Depois de uma breve pausa para os viajantes, que quase enchem a sala, possam esticar as pernas, reabrir os olhos e reabastecer, os Asimov lançam as turbinas na potência máxima da batida inicial de “Aerogramas” (de Stenar Music) e, novamente de olhos fechados, viajamos pelas paisagens tribais de um psique de referências “setentistas” que aquece a alma mais gelada. Enquanto a bateria de João Arsénio alterna entre uma aceleração devastadora e uma calma intensa que faz vibrar os instrumentos deixados pelos Moloch na plataforma ao lado do palco, o baixo de Rodrigo Vaz vai-nos fazendo pairar na sua turbulência. Depois disto, é só seguir o feitiço da guitarra e da voz de Carlos Ferreira. O ritual prossegue com a Sabbathiana “Golden Within” (de Dialects), cuja espiral de riffs iniciada em Birmingham nos transporta para espaços mais siderais.
E é aí que ficamos para as versões a trio de duas das faixas do belo Flowers – “People of the Mountain Sermon” e “Shadows of Summer”, onde os Asimov parecem querer fundir o psique com um género novo: stargaze?
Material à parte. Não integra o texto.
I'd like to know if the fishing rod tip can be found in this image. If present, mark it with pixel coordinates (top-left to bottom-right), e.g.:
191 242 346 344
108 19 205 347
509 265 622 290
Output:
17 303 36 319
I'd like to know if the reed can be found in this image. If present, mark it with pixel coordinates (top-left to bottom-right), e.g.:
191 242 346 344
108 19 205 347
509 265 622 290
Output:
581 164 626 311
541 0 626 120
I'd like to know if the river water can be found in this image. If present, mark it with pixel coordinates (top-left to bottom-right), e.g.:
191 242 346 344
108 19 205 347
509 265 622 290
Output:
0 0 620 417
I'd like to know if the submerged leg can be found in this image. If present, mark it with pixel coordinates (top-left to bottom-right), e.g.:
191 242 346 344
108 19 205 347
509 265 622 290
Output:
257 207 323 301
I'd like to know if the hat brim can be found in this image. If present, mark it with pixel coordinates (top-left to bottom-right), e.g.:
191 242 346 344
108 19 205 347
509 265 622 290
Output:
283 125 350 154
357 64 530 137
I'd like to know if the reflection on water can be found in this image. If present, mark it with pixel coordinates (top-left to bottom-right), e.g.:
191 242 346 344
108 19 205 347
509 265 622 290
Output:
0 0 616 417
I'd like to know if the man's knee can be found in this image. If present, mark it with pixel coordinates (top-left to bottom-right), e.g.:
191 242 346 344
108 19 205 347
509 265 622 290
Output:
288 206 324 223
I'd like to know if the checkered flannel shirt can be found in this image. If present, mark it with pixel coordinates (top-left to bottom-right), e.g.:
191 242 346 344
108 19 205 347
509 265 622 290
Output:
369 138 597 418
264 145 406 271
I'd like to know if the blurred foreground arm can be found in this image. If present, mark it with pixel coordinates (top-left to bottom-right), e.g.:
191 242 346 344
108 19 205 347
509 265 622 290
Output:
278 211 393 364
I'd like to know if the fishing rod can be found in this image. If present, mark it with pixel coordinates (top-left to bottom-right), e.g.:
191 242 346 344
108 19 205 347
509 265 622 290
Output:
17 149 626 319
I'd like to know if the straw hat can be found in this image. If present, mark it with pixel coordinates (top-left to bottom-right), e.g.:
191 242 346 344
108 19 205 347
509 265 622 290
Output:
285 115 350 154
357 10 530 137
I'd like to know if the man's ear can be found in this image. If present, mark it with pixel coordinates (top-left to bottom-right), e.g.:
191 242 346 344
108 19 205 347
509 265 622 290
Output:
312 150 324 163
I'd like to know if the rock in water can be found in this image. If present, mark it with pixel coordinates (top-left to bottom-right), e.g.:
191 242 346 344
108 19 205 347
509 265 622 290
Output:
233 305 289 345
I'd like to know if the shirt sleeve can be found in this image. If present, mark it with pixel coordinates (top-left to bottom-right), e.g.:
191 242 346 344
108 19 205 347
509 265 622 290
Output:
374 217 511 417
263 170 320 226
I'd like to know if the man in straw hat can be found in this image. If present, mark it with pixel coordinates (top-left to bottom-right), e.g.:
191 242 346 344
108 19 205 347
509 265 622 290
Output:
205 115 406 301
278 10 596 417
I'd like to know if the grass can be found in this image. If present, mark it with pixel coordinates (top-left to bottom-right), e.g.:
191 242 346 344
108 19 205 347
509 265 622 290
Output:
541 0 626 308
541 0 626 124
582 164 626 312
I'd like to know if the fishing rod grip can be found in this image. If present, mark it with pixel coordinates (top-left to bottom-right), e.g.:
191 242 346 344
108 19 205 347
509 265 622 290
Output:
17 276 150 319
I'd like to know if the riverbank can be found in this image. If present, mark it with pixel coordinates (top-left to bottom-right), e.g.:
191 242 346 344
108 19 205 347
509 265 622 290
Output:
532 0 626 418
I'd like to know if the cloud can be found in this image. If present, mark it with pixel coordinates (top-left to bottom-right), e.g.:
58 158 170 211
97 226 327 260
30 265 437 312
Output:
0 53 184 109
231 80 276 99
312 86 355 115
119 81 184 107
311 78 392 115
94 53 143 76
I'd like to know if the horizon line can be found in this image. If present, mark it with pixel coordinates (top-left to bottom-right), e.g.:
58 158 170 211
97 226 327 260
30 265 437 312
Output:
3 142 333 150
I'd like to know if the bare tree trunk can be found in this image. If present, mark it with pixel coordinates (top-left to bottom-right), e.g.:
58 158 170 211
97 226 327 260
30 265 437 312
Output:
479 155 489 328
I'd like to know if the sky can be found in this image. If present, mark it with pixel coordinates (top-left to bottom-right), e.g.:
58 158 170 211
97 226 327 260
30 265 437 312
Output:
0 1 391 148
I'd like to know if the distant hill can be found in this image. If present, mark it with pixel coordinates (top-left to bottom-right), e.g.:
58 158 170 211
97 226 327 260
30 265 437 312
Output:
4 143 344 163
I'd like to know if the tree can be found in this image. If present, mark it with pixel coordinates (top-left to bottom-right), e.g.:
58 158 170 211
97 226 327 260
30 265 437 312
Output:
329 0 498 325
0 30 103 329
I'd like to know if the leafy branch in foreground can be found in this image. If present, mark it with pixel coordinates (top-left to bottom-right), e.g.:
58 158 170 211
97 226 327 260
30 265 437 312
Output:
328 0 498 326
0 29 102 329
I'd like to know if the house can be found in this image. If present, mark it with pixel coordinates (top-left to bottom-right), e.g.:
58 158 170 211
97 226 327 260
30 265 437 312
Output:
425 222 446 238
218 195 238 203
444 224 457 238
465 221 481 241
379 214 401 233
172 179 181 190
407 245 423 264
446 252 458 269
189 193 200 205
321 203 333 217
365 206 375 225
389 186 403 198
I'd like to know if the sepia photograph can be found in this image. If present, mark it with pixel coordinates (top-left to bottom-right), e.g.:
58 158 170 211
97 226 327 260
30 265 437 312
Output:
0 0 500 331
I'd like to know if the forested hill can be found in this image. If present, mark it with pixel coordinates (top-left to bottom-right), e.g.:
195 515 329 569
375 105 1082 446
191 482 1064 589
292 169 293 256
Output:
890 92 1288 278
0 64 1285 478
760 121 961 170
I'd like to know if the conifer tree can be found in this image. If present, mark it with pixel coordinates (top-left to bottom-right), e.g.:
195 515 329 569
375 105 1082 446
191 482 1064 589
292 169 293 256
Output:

Dreamrock? …
É tempo de voltar deixar a bateria atingir a potência máxima, e de a reboque de “Beyond Sunset” passear pelas espirais desenhadas pela riffaria debitada à desgarrada pela guitarra e pelo baixo e colorida pelas vozes.
Depois de aterrar, ninguém arredou pé tão cedo da esplanada do Village Underground. Havia que digerir e partilhar as experiências que cada um viveu na sua viagem.